Darum könnte sich 2021 ein neues Android-Handy lohnen

Für das Galaxy S6 (Bild) war nach Android 7.1.1 Schluss mit Updates
Für das Galaxy S6 (Bild) war nach Android 7.1.1 Schluss mit Updates(© 2015 CURVED)

Auf eurem Smartphone läuft zwar eine ältere Android-Version, aber alle Apps funktionieren noch gut? Ihr sagt euch, dass es nicht immer die aktuellste Version sein muss? Das stimmt zwar bis zu einem gewissen Grad: Aber für ältere Android-Geräte könnte es bald Probleme geben.

Viele Geräte könnten etliche Webseiten aufgrund eines fehlenden Zertifikats nicht mehr öffnen, berichtet Android Authority. Das liegt an einem bestimmten Zertifikat, das ab dem 1. September 2021 nicht mehr unterstützt wird. Der Grund: Die Firma Let´s Encrypt ist für Root-Zertifikationen verantwortlich, die dem Nutzer einer Webseite bestätigen, dass die enthaltenen Informationen des Betreibers korrekt sind. Derzeit nutzen viele ältere Smartphones bis Android 7.1.1 das DST Root X3-Zertifikat, das 2021 ausläuft.

Neues Zertifikat ab 2021

Let`s Encrypt setzt ab 2021 hauptsächlich nur noch auf das eigene Root-Zertifikat ISRG Root X1. Dieses findet sich in allen aktuellen Betriebssystemen und Internet-Browsern. Das Zertifikat wird von rund 30 Prozent aller Webseiten genutzt. Das bedeutet, dass ältere Android-Gerät, die von Let`s Crypt nicht mehr unterstützt werden, all diese Seiten nicht mehr ansteuern können.

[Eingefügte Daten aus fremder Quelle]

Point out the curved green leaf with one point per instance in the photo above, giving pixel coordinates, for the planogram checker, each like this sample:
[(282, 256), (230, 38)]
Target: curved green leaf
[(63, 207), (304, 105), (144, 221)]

Betroffen sind vor allem viele Geräte aus 2016 wie zum Beispiel das Samsung Galaxy S6 oder das Sony Xperia Touch. Bei diesen Smartphones war mit Android 7.1.1 Schluss; seitdem gab es keine Updates mehr.

Let`s Encrypt empfiehlt Alternative

Let`s Encrypt empfiehlt aber auch eine Alternative. Da der integrierte Browser eines Android-Smartphones die Liste der vertrauenswürdigen Webseiten aus dem Betriebssystem bekommt, haben ältere Modelle die neuen Zertifikate nicht mehr.

Die Alternative ist also ein Webbrowser, der schon seine eigene Zertifikations-Liste mitbringt. Das ist derzeit nur Firefox. Wer also die neueste Version des Browsers auf seinem Smartphone installiert, hat gute Chancen, noch einige Zeit über den September 2021 hinaus alle Webseiten ohne Probleme ansteuern zu können.

Firefox: Kein Allheilmittel für das Problem

Dennoch löst es nur das Problem mit dem generellen und gezielten Surfen im Internet. Wenn jetzt aber Apps von sich aus Webseiten öffnen möchten, die vielleicht für die Eingabe von Guthaben gebraucht werden, dann bekommen sie gegebenenfalls Probleme mit dem Sicherheitszertifikat. Da für diese Geräte auch viele Sicherheits-Updates fehlen, sollten Nutzer alter Modelle vielleicht doch langsam über ein aktuelleres Smartphone nachdenken. Denn die Sicherheitslücken können in einigen Bereichen gravierend sein.